What's Fueling the GOP's Incurable Need to Repeal Obamacare
House Speaker Paul Ryan is crowing about his party's mission to roll back the Affordable Care Act, and it doesn't matter a bit if the plan is near-assuredly dead on arrival.
"This is a big deal," Ryan said ahead of the vote on the GOP-backed legislation, which eviscerates the provisions of the ACA and defunds Planned Parenthood. "With Republican majorities in the House and Senate, no longer can [President Barack Obama] hide behind a Democrat-controlled Senate willing to do his dirty work for him."
The measure, which passed the Senate in December, was approved by the House on Wednesday by a vote of 240 to 181. The bill now goes to Obama's desk, where he will veto it.
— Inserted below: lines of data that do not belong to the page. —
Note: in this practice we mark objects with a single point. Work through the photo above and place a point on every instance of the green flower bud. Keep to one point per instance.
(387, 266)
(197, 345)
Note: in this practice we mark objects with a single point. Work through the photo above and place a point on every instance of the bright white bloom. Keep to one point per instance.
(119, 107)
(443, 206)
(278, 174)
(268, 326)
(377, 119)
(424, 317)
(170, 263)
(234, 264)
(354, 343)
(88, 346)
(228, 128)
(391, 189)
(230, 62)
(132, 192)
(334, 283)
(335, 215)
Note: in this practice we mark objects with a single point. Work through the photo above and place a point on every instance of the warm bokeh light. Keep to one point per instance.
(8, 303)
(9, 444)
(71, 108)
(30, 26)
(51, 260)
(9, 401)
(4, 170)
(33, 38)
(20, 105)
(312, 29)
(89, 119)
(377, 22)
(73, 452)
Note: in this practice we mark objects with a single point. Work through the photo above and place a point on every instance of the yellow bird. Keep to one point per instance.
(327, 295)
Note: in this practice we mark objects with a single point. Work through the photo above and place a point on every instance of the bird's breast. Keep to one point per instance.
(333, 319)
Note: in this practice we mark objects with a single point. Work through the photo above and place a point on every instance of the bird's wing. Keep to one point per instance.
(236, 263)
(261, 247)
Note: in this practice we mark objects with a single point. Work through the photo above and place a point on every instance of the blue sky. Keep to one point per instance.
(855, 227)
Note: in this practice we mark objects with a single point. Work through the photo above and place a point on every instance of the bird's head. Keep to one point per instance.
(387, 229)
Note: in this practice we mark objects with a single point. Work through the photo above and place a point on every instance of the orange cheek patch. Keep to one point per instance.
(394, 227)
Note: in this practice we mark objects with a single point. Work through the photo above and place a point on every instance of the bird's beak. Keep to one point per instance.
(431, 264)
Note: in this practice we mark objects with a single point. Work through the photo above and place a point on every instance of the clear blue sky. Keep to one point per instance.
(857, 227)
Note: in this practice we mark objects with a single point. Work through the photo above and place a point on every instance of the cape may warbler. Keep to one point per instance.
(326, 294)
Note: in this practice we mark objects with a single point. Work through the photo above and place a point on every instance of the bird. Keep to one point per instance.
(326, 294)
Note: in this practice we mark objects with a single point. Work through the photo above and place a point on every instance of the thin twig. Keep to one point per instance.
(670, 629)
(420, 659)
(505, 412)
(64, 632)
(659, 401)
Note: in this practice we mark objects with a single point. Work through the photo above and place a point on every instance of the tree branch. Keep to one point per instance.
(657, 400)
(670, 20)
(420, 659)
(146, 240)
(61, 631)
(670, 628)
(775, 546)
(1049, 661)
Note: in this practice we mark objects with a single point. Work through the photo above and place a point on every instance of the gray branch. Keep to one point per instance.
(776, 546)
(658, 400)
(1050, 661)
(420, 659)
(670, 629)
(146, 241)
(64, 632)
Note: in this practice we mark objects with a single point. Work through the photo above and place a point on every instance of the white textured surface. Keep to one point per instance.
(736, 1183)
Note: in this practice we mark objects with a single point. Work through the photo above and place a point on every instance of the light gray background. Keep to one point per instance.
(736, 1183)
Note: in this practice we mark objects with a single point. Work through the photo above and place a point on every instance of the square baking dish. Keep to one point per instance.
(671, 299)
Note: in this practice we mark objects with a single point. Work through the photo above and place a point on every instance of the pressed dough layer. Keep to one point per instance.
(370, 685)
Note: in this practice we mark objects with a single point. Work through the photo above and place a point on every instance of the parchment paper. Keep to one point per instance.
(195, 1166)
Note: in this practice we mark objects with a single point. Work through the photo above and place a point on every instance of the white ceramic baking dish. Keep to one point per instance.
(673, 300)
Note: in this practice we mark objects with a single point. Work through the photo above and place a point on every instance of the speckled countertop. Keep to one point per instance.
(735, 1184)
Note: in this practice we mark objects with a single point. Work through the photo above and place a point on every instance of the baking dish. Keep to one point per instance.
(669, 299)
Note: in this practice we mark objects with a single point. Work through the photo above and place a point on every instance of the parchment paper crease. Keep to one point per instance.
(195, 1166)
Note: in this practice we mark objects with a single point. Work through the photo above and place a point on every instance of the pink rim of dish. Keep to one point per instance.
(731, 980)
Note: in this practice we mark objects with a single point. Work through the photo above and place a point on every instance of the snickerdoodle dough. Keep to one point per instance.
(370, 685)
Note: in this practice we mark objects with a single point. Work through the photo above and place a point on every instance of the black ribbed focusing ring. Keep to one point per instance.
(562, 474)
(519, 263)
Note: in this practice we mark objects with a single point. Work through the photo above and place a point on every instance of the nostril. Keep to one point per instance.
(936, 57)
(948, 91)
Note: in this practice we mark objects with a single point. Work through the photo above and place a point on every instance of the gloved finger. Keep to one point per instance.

The Republican-controlled House has voted dozens of times to repeal the ACA, the signature domestic policy achievement of Obama's presidency, but Wednesday's vote marks the first time that a repeal measure will reach the president's desk.
Ryan said the bill, known as the Restoring Americans' Healthcare Freedom Reconciliation Act, would "reduce the deficit by $516 billion," citing the Congressional Budget Office.
It will also show the commander in chief "the hard, honest truth: Obamacare doesn't work," the 2012 vice presidential nominee said. "Higher premiums and fewer choices and restricted access — these are not signs of success. Obamacare is not successful."
Why they keep voting: Republican leaders have openly acknowledged they don't have the votes to override Obama's veto. But just getting the bill to the president's desk is a victory for the Republicans: On top of the House vote, it required some serious legislative gymnastics to thwart Senate Democrats' attempt at a filibuster.
Additionally, Ryan gets to say that as speaker, he's forcing the president to veto a Congressional repudiation of one of the foremost achievements of Obama's tenure and putting the Democrats on the defensive just as the 2016 election cycle ramps up.
"The GOP vote is political theater," Darrell West, director of governance studies at the Brookings Institution, told Mic.
"The congressional action is designed to position the party for this year's election," West said. "It won't change current policy, but sends a signal to the conservative base that Republicans understand voter anger and [are] working to undo the Obama revolution."
Missouri Rep. Vicky Hartzler argued that Obama's expected rejection of the bill just underscores the GOP's push to elect "a president who will also go after the cost drivers of healthcare."
"If he vetoes it, he's clearly violating the wishes of the majority of Americans who are being harmed by it," Hartzler told Mic in an interview. She insisted, however, that the bill isn't merely political gamesmanship.
"We're fulfilling what the American people want," Hartzler said, "and whether they're pro-choice or pro-life, the majority of Americans don't want their hard-earned dollars going to abortion providers."
Colorado Rep. Ken Buck similarly told Mic in a statement, "We promised our voters we'd repeal Obamacare. The law is crushing farmers and small businesses, and more Americans oppose it than support it."
"Americans deserve better, and I believe there are many good market-oriented alternatives," he said.
Obama plans to emphasize themes of unity and progress in his final State of the Union speech on Jan. 12, so the Republican assault on his signature legislation comes at a politically inconvenient moment for him and his party. The next question is whether the ideological clash has broader implications as the country chooses his successor.